On ne peut qu'être frappé par le fait que le concept de mème a pris des sens différents selon qu'il est utilisé dans la littérature technique sur le sujet ou dans le grand public. Je voudrais dans ce billet souligner la marge qui existe aujourd'hui entre ces deux niveaux d'utilisations.
Commençons par le niveau technique, celui des méméticiens. Dans un article récent intitulé
"Copy That: A Response" - dans lequel Susan Blackmore tente de défendre ses idées concernant les mèmes et les tèmes
(le troisième réplicateur) vis-à-vis de diverses critiques qui lui ont été faites suite à la publication dans
"The Stone" de l'article
"The Third Replicator" - elle écrit:
Memes are words, stories, songs, habits, skills and so on. Surely they exist. Dennett asks “Do words exist?” Of course they do.
Les mèmes sont ici présentés comme étant toutes sortes d'entitées qui composent la culture, mais au lieu d'être observées comme étant des productions humaines (anthropocentrisme) ils sont envisagées comme des sujets à qui il arrive des choses (mémocentrisme).
Prenons une autre définition, cette fois-ci celle proposée par la Société francophone de mémétique (
ici):
Le dictionnaire d’Oxford donne comme définition : "élément d’une culture susceptible d’être transmis par des moyens non génétiques, notamment l’imitation" (traduction de l’auteur). En 2004, lors d’un colloque, une définition incluant l’observateur a été proposée par la Société francophone de mémétique : "partie élémentaire du système de codage qui nous permet de connaître la reproduction d’un observable culturel".
Les mèmes sont ici présentés comme une sorte d'élément atomique (partie élémentaire) qui, une fois combiné à de nombreux autres (via le système de codage), compose la culture.
Venons-en maintenant à l'utilisation du concept de mème dans le grand public: si on va sur la page web intitulée
"A Guide to Internet Meme" ou encore si on suit la web série
"Know Your Meme", on se rend aisément compte que la notion est utilisée dans un sens beaucoup plus restreint. Il s'agit ici strictement de quelque chose de viral, le plus souvent une vidéo, qui s'est propagée sur le net par imitations conscientes de la part des participants, par exemple le
"Rick Rolling" ou encore le
"Piano Cat". Vous trouvez un vidéo YouTube
"Piano Cat" marrante, vous la reproduisez consciemment via votre propre compte YouTube, avec éventuellement l'une ou l'autre variation si vous vous sentez d'humeur créatrice. Le
marketing viral est d'ailleurs une tentative des entreprises de contrôler ce phénomène sociologique, similaire au bouche-à-oreille. A noter aussi ici que nous sommes ici dans la métaphore du virus, et non celle du gène.

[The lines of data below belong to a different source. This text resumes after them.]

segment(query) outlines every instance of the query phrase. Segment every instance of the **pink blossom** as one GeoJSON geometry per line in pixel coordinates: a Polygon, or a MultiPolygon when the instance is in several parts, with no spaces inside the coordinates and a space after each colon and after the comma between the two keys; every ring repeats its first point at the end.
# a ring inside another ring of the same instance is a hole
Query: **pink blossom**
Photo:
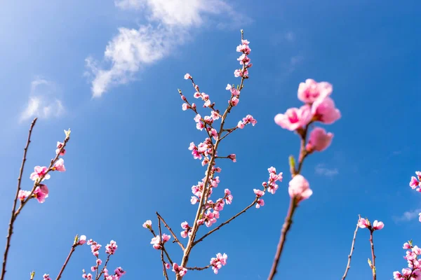
{"type": "Polygon", "coordinates": [[[30,194],[31,194],[31,192],[29,190],[20,190],[19,194],[18,195],[18,197],[22,202],[22,201],[24,201],[25,200],[26,200],[29,196],[30,194]]]}
{"type": "Polygon", "coordinates": [[[358,220],[358,226],[360,227],[360,228],[366,228],[368,227],[368,223],[366,219],[361,218],[358,220]]]}
{"type": "Polygon", "coordinates": [[[53,171],[58,171],[60,172],[64,172],[66,171],[66,168],[65,167],[65,160],[62,158],[59,158],[58,160],[55,162],[54,166],[52,168],[53,171]]]}
{"type": "Polygon", "coordinates": [[[81,235],[77,244],[79,245],[83,245],[85,243],[86,243],[86,235],[81,235]]]}
{"type": "Polygon", "coordinates": [[[156,235],[152,239],[151,244],[152,244],[152,247],[154,247],[154,249],[161,249],[161,238],[159,237],[159,235],[156,235]]]}
{"type": "Polygon", "coordinates": [[[290,181],[288,192],[291,197],[295,198],[298,202],[307,200],[312,194],[309,182],[301,174],[298,174],[290,181]]]}
{"type": "Polygon", "coordinates": [[[275,116],[275,122],[281,127],[294,131],[307,125],[311,120],[310,106],[304,105],[300,108],[290,108],[284,114],[275,116]]]}
{"type": "Polygon", "coordinates": [[[406,242],[406,243],[403,244],[403,248],[404,249],[410,249],[410,245],[409,244],[409,243],[406,242]]]}
{"type": "MultiPolygon", "coordinates": [[[[55,150],[55,154],[58,154],[60,153],[60,149],[62,148],[62,147],[63,146],[64,144],[62,142],[57,142],[57,150],[55,150]]],[[[66,153],[66,150],[65,149],[62,149],[61,153],[60,153],[60,155],[65,155],[65,154],[66,153]]]]}
{"type": "Polygon", "coordinates": [[[233,162],[236,162],[236,156],[235,155],[234,153],[232,153],[231,155],[228,155],[227,158],[229,159],[230,159],[231,160],[232,160],[233,162]]]}
{"type": "Polygon", "coordinates": [[[39,203],[44,203],[48,197],[48,188],[46,185],[40,184],[34,190],[34,195],[39,203]]]}
{"type": "Polygon", "coordinates": [[[413,176],[412,177],[410,177],[410,181],[409,182],[409,186],[413,190],[415,188],[418,187],[419,186],[420,186],[420,182],[418,181],[417,178],[414,177],[413,176]]]}
{"type": "Polygon", "coordinates": [[[185,276],[187,273],[187,270],[182,266],[179,266],[175,262],[173,263],[173,271],[180,276],[185,276]]]}
{"type": "Polygon", "coordinates": [[[48,180],[50,178],[50,174],[46,174],[47,172],[48,171],[48,169],[46,167],[40,167],[40,166],[36,166],[34,168],[34,172],[32,172],[31,174],[31,176],[29,176],[29,178],[32,181],[36,181],[37,179],[40,178],[41,177],[44,176],[44,178],[42,178],[42,181],[44,180],[48,180]]]}
{"type": "Polygon", "coordinates": [[[298,99],[304,103],[313,103],[323,99],[332,93],[332,85],[327,82],[317,83],[313,79],[307,79],[298,86],[298,99]]]}
{"type": "Polygon", "coordinates": [[[105,253],[109,255],[114,255],[116,253],[116,250],[117,249],[117,244],[115,241],[112,240],[109,241],[109,244],[107,244],[105,246],[105,253]]]}
{"type": "Polygon", "coordinates": [[[143,223],[142,226],[145,228],[149,228],[150,230],[152,226],[152,221],[151,220],[147,220],[146,222],[143,223]]]}
{"type": "Polygon", "coordinates": [[[312,106],[313,119],[327,125],[332,124],[341,117],[340,111],[335,107],[335,102],[330,97],[317,99],[312,106]]]}
{"type": "Polygon", "coordinates": [[[381,230],[384,227],[385,227],[385,224],[383,223],[383,222],[379,222],[377,220],[375,220],[374,222],[373,222],[373,229],[374,230],[381,230]]]}
{"type": "Polygon", "coordinates": [[[50,274],[44,274],[43,277],[44,280],[51,280],[51,279],[50,278],[50,274]]]}
{"type": "Polygon", "coordinates": [[[263,200],[261,198],[258,199],[257,201],[257,204],[256,204],[256,208],[258,209],[259,208],[260,208],[261,206],[264,206],[264,205],[265,205],[265,200],[263,200]]]}
{"type": "Polygon", "coordinates": [[[227,204],[231,204],[231,203],[232,202],[232,195],[231,195],[231,190],[229,190],[229,189],[226,188],[225,190],[225,202],[227,202],[227,204]]]}
{"type": "Polygon", "coordinates": [[[310,133],[309,143],[305,147],[306,150],[310,153],[313,150],[321,152],[330,145],[333,138],[332,133],[326,133],[326,131],[321,127],[315,127],[310,133]]]}

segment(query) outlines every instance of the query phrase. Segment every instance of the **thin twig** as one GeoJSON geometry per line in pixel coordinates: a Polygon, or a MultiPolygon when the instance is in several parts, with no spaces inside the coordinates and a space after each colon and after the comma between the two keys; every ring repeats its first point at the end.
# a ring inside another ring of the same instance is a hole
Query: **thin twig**
{"type": "Polygon", "coordinates": [[[370,244],[371,244],[371,258],[373,259],[373,264],[371,265],[371,271],[373,272],[373,280],[376,280],[376,271],[375,271],[375,255],[374,254],[374,242],[373,241],[373,232],[374,230],[370,229],[370,244]]]}
{"type": "MultiPolygon", "coordinates": [[[[359,220],[361,218],[361,216],[359,216],[359,220]]],[[[352,238],[352,244],[351,245],[351,252],[349,253],[349,255],[348,255],[348,263],[347,264],[347,268],[345,269],[345,272],[344,273],[344,275],[342,276],[342,280],[345,280],[345,278],[347,277],[347,274],[348,274],[348,270],[349,270],[349,268],[351,268],[351,258],[352,258],[352,253],[354,252],[354,246],[355,245],[355,238],[356,237],[356,232],[358,231],[358,228],[359,228],[359,225],[358,225],[358,222],[356,223],[356,227],[355,227],[355,231],[354,232],[354,237],[352,238]]]]}
{"type": "Polygon", "coordinates": [[[295,199],[291,197],[290,206],[288,209],[288,214],[286,215],[286,218],[285,218],[283,225],[282,225],[282,230],[281,230],[281,237],[279,237],[279,243],[278,243],[276,253],[275,254],[275,259],[274,260],[274,263],[267,280],[272,280],[276,274],[276,268],[278,267],[278,264],[279,263],[279,260],[281,260],[281,254],[282,253],[283,245],[285,244],[285,241],[286,240],[286,234],[288,233],[291,224],[293,223],[293,216],[294,215],[294,211],[296,209],[297,203],[295,202],[295,199]]]}
{"type": "Polygon", "coordinates": [[[235,214],[234,216],[233,216],[232,217],[231,217],[230,218],[229,218],[228,220],[227,220],[226,221],[225,221],[224,223],[221,223],[220,225],[218,225],[218,227],[215,227],[213,230],[209,231],[208,233],[206,233],[205,235],[203,235],[203,237],[201,237],[201,238],[199,238],[199,239],[197,239],[196,241],[195,241],[193,243],[193,246],[195,246],[196,244],[197,244],[199,242],[203,241],[205,238],[206,238],[206,237],[208,237],[208,235],[210,235],[211,234],[213,234],[213,232],[215,232],[215,231],[218,230],[219,229],[220,229],[222,227],[223,227],[224,225],[229,223],[229,222],[231,222],[232,220],[234,220],[234,218],[236,218],[236,217],[238,217],[239,216],[241,215],[243,213],[246,213],[246,211],[247,210],[248,210],[250,208],[253,207],[256,202],[258,202],[258,198],[255,199],[254,201],[250,204],[248,205],[247,207],[244,208],[243,210],[241,210],[240,212],[237,213],[236,214],[235,214]]]}
{"type": "Polygon", "coordinates": [[[211,266],[212,266],[212,265],[208,265],[203,267],[186,267],[186,270],[207,270],[208,268],[210,267],[211,266]]]}
{"type": "Polygon", "coordinates": [[[7,257],[8,255],[8,250],[11,246],[11,239],[12,238],[12,234],[13,234],[13,224],[15,223],[15,220],[16,220],[16,216],[15,215],[15,211],[16,210],[16,203],[18,202],[18,197],[19,196],[19,191],[20,190],[20,182],[22,181],[22,174],[23,174],[23,169],[25,167],[25,163],[26,162],[26,154],[28,150],[28,147],[29,146],[29,143],[31,143],[31,134],[32,134],[32,129],[35,125],[35,122],[36,122],[36,118],[35,118],[31,123],[29,132],[28,133],[28,139],[27,140],[27,144],[23,150],[23,158],[22,160],[22,164],[20,165],[19,177],[18,177],[18,187],[16,188],[16,195],[15,195],[15,200],[13,200],[13,207],[12,208],[12,214],[11,215],[8,234],[6,237],[7,241],[6,242],[6,248],[4,250],[4,255],[3,257],[3,267],[1,270],[1,276],[0,277],[1,280],[4,279],[4,274],[6,274],[6,265],[7,262],[7,257]]]}
{"type": "Polygon", "coordinates": [[[69,253],[69,255],[67,255],[67,258],[66,258],[66,260],[65,261],[65,264],[62,267],[61,270],[60,270],[60,272],[58,272],[58,275],[57,276],[57,278],[55,279],[55,280],[59,280],[61,278],[61,274],[65,271],[65,268],[66,268],[66,266],[67,265],[67,262],[69,262],[69,260],[70,260],[70,258],[72,257],[72,254],[73,253],[73,252],[74,252],[74,249],[76,248],[77,245],[78,245],[77,243],[72,245],[72,248],[70,249],[70,252],[69,253]]]}
{"type": "Polygon", "coordinates": [[[161,261],[162,262],[162,271],[163,272],[163,276],[166,280],[168,280],[168,275],[166,273],[166,269],[165,268],[165,260],[163,260],[163,242],[162,241],[162,232],[161,231],[161,219],[159,218],[159,214],[156,212],[158,216],[158,227],[159,228],[159,242],[161,243],[161,261]]]}
{"type": "Polygon", "coordinates": [[[156,216],[158,216],[158,218],[161,220],[162,220],[162,223],[163,223],[163,225],[165,225],[165,227],[168,229],[168,230],[170,231],[170,232],[171,232],[171,234],[174,237],[174,242],[177,242],[178,244],[178,245],[180,245],[180,246],[181,247],[182,250],[185,251],[184,246],[180,241],[180,240],[178,239],[178,238],[177,238],[177,235],[175,235],[175,234],[174,233],[174,232],[173,231],[173,230],[171,230],[171,228],[170,227],[170,226],[165,222],[165,220],[163,220],[163,218],[162,218],[162,216],[161,215],[159,215],[158,214],[158,212],[155,212],[155,213],[156,214],[156,216]]]}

J'évoquais déjà ce problème dans mon billet
"Le chien, le retour du soldat et la mémétique", parce que l'exemple en question jouait sur cette confusion des sens donnés au concept de mème. Il y était question de vidéos YouTube qui présentaient des soldats qui rentrent de la guerre en Irak et qui sont accueillis de manière exubérante par leur chien. Alain Joannes, dans son billet
"Le "chien et le retour du soldat": analyse d'un meme contemporain", argumentait qu'il s'agissait d'un mème. Seulement s'il utilisait le concept dans le sens de
"vidéo virale", le problème me semble-t-il était qu'il était fort peu probable que les divers auteurs de ces vidéos aient tenté consciemment de reproduire un modèle qu'ils auraient eu sous les yeux à un moment donné. A l'inverse, s'il utilise le concept de mème dans son sens plus restreint, celui de partie élémentaire composant la culture, alors les vidéos YouTube en question ne sont pas en elles-même des mèmes: elles sont des solutions composées de nombreux mèmes (soldat, chien, maître, rentrer à la maison, rentrer de la guerre, etc.). D'où l'importance de savoir de quoi on parle exactement quand on parle de mème!
Si la mémétique est une tentative de créer un modèle de comment la culture fonctionne, celui-ci ne se limite absolument pas aux processus de propagations virales, que ce soit au service d'une marque (marketing viral) ou non. Le concept de mème n'a donc pas le sens restreint qu'on lui trouve souvent dans le grand public, qui est
"tout objet culturel qui s'est propagé de manière virale".